Repository files navigation

db84llm

Overview

[doc] [sheet]

Dependencies

Update List of Debates

curl -L 'https://docs.google.com/spreadsheets/d/1SgFmh0L-VZMappWinTkA628Le5dgT2hmosngM2jDdlo/export?exportFormat=csv' --output list_of_debates.csv

Audio Files

Compiled a short list of debates to look into: list_of_debates.csv. Will most likely use a Google Spreadsheet API to dynamically get these in the future.

# yt-dlp
yt-dlp -x --audio-format wav "https://www.youtube.com/watch?v=example_video_id"

Transcripts

For our purposes, I found Whisper JAX to suit our needs. I've detailed a step-by-step guide on how to setup Whisper JAX along with a couple template files to test it out.

Setup

Follow along the Whisper JAX README file. I've listed a couple essential steps below:

Step 1: Install JAX
Navigate to the JAX page and look for the instructions.

Hardware Instructions
CPU pip install -U jax
NVIDIA GPU pip install -U "jax[cuda12]"
Google TPU pip install -U "jax[tpu]" -f https://storage.googleapis.com/jax-releases/libtpu_releases.html
AMD GPU Use Docker or build from source.
Apple GPU Follow Apple's instructions.

Apple GPU
I primarily use Anaconda environments instead of Python Virtual Environment (venv). The instructions here choose to use venv. I found this Medium article where it sets up a conda env specifically to build PyTorch on Metal/MPS. Lmk if you want that article.

python3 -m venv ~/jax-metal # optional
source ~/jax-metal/bin/activate # optional
python -m pip install -U pip
python -m pip install numpy wheel
python -m pip install jax-metal

jaxlib Compatibility

pip install -U jaxlib jax
ENABLE_PJRT_COMPATIBILITY=1 python -c 'import jax; print(jax.numpy.arange(10))'

^^ Remember this, we'll need to create an environment variable later.

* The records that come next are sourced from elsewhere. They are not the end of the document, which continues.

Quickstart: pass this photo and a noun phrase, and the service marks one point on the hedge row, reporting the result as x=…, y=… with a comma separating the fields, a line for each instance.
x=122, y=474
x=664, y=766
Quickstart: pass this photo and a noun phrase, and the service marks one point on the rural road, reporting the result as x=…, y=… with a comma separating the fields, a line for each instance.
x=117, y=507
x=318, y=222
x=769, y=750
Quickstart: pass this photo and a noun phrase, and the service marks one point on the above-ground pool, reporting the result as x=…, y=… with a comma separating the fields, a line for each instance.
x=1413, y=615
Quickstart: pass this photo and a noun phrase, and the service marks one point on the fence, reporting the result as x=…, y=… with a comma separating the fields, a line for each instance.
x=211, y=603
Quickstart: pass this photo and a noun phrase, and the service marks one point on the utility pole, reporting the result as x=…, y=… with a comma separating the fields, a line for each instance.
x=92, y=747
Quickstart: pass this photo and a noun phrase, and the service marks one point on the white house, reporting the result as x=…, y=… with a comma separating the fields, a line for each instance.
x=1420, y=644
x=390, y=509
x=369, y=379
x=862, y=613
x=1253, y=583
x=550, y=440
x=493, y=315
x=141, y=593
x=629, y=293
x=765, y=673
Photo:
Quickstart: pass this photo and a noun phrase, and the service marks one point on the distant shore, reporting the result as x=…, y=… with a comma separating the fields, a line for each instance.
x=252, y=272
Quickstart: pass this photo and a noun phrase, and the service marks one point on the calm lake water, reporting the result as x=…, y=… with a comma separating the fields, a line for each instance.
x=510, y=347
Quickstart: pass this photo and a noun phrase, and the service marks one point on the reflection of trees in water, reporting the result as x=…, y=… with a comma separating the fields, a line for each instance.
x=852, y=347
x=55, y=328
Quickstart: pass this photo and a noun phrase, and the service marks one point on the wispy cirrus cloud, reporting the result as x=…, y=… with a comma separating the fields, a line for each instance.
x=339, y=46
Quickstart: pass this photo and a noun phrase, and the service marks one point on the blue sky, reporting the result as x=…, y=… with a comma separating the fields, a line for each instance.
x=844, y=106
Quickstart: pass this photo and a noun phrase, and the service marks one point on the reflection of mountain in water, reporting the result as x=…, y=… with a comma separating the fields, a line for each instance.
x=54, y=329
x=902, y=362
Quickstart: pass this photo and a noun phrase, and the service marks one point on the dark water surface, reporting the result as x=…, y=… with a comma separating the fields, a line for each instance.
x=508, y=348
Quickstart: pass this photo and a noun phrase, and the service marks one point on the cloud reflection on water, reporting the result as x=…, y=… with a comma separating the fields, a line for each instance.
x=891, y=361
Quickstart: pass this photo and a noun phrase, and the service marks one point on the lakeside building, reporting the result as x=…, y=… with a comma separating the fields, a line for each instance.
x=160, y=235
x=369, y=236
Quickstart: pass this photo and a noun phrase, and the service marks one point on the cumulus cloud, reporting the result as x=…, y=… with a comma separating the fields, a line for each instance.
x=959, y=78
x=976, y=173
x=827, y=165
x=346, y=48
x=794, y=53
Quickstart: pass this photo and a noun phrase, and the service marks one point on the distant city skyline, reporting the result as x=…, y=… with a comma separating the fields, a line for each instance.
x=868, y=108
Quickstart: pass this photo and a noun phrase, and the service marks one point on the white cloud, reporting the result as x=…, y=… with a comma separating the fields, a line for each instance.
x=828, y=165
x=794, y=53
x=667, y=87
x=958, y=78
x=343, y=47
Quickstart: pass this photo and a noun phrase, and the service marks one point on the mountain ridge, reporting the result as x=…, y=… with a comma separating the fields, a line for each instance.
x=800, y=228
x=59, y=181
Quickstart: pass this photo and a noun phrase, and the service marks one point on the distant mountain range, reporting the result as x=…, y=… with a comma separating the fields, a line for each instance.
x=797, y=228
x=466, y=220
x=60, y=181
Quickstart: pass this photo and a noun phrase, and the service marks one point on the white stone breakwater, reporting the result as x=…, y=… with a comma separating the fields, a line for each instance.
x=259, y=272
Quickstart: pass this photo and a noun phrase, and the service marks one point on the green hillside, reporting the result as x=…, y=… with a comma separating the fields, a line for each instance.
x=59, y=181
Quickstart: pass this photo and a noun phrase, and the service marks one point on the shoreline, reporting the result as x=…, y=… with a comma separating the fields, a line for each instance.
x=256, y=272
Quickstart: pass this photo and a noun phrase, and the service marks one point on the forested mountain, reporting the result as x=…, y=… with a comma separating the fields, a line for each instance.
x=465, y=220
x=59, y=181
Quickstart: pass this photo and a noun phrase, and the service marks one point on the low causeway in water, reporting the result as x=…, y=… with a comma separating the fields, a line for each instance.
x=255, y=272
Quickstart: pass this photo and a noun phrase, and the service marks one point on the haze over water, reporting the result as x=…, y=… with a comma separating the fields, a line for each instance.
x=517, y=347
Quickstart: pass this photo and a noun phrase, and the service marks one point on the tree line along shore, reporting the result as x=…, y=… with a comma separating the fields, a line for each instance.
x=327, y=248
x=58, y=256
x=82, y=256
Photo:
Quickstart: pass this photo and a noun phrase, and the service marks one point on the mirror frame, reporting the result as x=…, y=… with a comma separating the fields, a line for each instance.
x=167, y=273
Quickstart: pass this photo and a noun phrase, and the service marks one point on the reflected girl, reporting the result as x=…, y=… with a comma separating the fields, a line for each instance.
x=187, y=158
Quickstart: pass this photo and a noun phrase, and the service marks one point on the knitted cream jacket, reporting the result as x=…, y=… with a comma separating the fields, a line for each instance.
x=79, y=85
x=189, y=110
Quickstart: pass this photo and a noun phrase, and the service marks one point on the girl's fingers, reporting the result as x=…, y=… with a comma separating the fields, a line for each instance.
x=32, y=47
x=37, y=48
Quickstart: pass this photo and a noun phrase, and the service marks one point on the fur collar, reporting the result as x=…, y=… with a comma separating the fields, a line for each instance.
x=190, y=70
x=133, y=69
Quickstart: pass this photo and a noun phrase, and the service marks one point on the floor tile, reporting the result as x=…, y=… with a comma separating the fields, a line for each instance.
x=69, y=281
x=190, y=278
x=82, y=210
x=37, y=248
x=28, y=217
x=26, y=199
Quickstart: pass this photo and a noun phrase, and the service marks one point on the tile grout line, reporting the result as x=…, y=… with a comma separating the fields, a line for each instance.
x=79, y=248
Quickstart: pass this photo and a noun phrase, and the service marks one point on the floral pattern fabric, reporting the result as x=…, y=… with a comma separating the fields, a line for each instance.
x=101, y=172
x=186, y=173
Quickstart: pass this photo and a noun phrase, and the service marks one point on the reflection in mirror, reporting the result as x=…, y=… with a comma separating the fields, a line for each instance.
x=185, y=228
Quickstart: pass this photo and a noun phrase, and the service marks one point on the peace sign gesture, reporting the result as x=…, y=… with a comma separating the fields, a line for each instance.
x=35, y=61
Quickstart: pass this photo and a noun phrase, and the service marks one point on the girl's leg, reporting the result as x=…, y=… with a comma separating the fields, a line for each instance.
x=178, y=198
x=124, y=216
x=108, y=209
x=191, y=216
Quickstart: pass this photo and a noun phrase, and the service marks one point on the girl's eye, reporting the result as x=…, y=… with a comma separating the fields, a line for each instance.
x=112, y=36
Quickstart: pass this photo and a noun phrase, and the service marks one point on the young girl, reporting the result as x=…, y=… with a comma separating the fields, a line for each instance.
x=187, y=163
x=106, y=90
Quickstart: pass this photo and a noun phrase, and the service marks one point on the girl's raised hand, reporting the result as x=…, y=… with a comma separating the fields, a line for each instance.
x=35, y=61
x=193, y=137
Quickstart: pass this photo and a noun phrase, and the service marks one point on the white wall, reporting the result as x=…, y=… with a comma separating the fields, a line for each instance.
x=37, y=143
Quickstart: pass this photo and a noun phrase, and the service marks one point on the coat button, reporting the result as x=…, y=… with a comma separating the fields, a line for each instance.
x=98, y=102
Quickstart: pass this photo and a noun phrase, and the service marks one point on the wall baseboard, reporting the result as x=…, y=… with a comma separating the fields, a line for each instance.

Step 2: Installing Whisper JAX

pip install git+https://github.com/sanchit-gandhi/whisper-jax.git

Step 3: Running Whisper
Navigate to the whisper_jax.ipynb file. If you haven't already, go ahead and pip install sox. The debate I'm primarily using for testing is Dartmouth RR 2024 - Round 4 - Michigan PD vs Dartmouth BC, and I've uploaded each speech individually already so you don't need to run the second cell where it slices the audio file. You still need to run the first cell though.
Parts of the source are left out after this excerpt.